Natuurlijk hebben Limousine en RaceCar nog steeds hun unieke attributen en functies. Indien het RaceCar-object een methode nodig heeft om de branders af te vuren en het Limousine-object een Chauffeur nodig heeft, zou elke klasse afzonderlijke functies voor zichzelf kunnen implementeren. Maar omdat beide klassen belangrijke aspecten erven van de Car klasse, bijvoorbeeld de “drive” of “fillUpGas” methoden, kunnen uw overervende klassen eenvoudig bestaande code hergebruiken in plaats van deze functies helemaal opnieuw te schrijven.
Wat als u een wijziging wilt aanbrengen in alle Car objecten, ongeacht het type? Dat is een ander voordeel van de OO-benadering. U brengt gewoon een wijziging aan in de klasse Auto, en alle auto-objecten erven de nieuwe code.
Flexibiliteit door polymorfisme
Op basis van dit voorbeeld hebt u nu slechts een paar coureurs nodig, of functies, zoals “driveCar”, “driveRaceCar” en “DriveLimousine”. RaceCarDrivers delen sommige eigenschappen met LimousineDrivers, maar andere dingen, zoals RaceHelmets en BeverageSponsorships, zijn uniek.
Dit is waar object-georiënteerd programmeren het zoete polymorfisme in het spel komt. Omdat een enkele functie zich kan aanpassen aan de klasse waarin zij is ondergebracht, zou je in de bovenliggende klasse Auto een functie kunnen maken die “rijden” heet – niet “driveCar” of “driveRaceCar”, maar gewoon “rijden”. Deze ene functie zou werken met de RaceCarDriver, LimousineDriver, enz. In feite zou je zelfs “raceCar.drive(mijnRaceCarDriver)” of “limo.drive(mijnChauffeur)” kunnen hebben.”
Effectief problemen oplossen
Een taal als C heeft een verbazingwekkende erfenis in de programmeergeschiedenis, maar software schrijven in een top-down taal is als Jenga spelen terwijl je wanten aan hebt. Hoe complexer het wordt, hoe groter de kans dat het in elkaar stort. Ondertussen kan het schrijven van een functioneel-stijl programma in een taal als Haskell of ML een hele klus zijn.
Object-georiënteerd programmeren is vaak de meest natuurlijke en pragmatische aanpak, als je het eenmaal onder de knie hebt. Met OOP-talen kunt u uw software opsplitsen in hapklare problemen die u vervolgens kunt oplossen – één object tegelijk.
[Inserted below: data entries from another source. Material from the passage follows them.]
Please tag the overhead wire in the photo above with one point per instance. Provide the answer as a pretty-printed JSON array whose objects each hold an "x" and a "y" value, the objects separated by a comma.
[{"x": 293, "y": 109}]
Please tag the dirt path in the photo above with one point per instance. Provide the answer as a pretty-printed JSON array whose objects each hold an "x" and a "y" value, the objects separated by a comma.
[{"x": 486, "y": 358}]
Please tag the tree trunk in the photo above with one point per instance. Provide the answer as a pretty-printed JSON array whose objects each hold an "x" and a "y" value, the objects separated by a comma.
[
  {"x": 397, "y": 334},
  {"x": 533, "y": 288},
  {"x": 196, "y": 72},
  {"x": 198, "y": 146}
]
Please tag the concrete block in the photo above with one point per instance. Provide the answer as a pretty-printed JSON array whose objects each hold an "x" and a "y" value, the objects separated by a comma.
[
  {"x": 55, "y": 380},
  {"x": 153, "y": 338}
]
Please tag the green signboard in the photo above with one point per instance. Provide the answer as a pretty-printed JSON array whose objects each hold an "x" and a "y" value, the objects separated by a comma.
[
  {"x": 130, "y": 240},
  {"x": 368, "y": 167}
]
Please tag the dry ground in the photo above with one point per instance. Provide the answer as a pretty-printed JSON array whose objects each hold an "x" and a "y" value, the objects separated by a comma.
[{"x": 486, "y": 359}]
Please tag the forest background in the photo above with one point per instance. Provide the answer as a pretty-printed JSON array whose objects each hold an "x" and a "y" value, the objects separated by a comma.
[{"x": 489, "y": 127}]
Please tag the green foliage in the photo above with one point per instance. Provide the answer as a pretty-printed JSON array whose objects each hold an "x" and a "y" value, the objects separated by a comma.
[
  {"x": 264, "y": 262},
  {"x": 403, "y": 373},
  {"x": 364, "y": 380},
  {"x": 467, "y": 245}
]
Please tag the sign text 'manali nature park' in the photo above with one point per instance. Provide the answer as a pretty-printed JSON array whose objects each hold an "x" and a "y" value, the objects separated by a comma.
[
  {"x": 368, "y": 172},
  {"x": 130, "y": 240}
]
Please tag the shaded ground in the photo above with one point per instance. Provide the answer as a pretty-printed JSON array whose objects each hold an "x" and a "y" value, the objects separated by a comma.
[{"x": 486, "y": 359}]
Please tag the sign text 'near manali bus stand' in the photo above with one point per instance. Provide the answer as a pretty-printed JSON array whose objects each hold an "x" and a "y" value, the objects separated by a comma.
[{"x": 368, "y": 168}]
Dit wil niet zeggen dat OOP de enige ware manier is. Maar de voordelen van object-georiënteerd programmeren zijn legio. Wanneer je complexe programmeeruitdagingen moet oplossen en code-tools aan je vaardigheden wilt toevoegen, is OOP je vriend – en heeft het een veel langere levensduur en een veel groter nut dan Pac-Man of een parachutebroek.